There are any number of loopholes these terrorists can pursue in the civilian legal system in order to thwart our efforts in the pursuit of justice. In a standard criminal complaint law enforcement officers are immediately involved, pursuing the suspects and meticulously gathering and documenting evidence. Once they capture the suspect certain rules must be followed, such as reading of Miranda rights, due process, right to speedy trials, right to be free from cruel and unusual punishment, and so forth, most of which the U.S. military is not trained to do; they are trained to find, close with, and kill the enemy. In cases where enemy soldiers are captured, they are tried before Military Tribunals, which have their own legal standards and expectations and have been used throughout our nation's history; they were not simply created by former-President Bush.

Some areas of concern from a legal standpoint include protection against illegal searches and seizures (Fourth Amendment), the right to due process and protection against self-incrimination (Fifth Amendment), and protection against cruel and unusual punishment (Eighth Amendment). Will the fact that some of the defendants (i.e. Khalid Sheikh Mohammed) were "tortured" be used in their defense? If they incriminated themselves during that torture, will that be thrown out? Can they argue that they were not afforded speedy trials because they were held for years at "black sites" or Guantanamo Bay? Additionally, what about the use of classified information or intelligence in the capture or prosecution of these individuals? Will it be allowed in court? What will be the standard as far as how it was obtained or used? Also, what about the assistance of foreign allies, particularly countries with questionable legal practices, such as Pakistan and the Afghan militias that helped overthrow and capture key Taliban and al-Qa`ida operatives?

I am sure AG Holder, his legal advisers, and those of the Department of Defense, CIA, FBI, and other agencies have all reviewed these points and took them into consideration before making the decision to try these terrorists in civilian courts. But that is no guarantee that a judge or jury will reach the same conclusions as did they; just look at O.J. Simpson. Not to mention, by putting them in the civilian legal system they are free to pursue appeal after appeal, essentially taking advantage of the very legal system they have sought to bring down since 1993. It also sets a precedent for future terrorists to seek trials through civilian courts. Likewise, any decisions made in the rulings of these first five with respect to what is or is not allowed will establish how all future cases are pursued.

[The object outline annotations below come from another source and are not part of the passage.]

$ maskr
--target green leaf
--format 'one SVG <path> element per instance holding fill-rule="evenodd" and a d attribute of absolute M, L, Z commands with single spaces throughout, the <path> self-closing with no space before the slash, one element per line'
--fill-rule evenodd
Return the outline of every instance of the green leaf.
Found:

I completely disagree with President Obama's decision to bring these terrorists to the U.S. for trial. I think it opens us up for scrutiny of the practices used to capture and hold terrorists, not to mention allowing that information out into the public domain where future terrorists can learn lessons, and will delay justice for the survivors of 9/11. Of course, there are those that will argue that bringing these individuals back to the scene of their crimes will provide closure for the survivors, but I contend the survivors will not have closure until these animals are 6-feet under, and I do not think they care how they get there or who puts them there.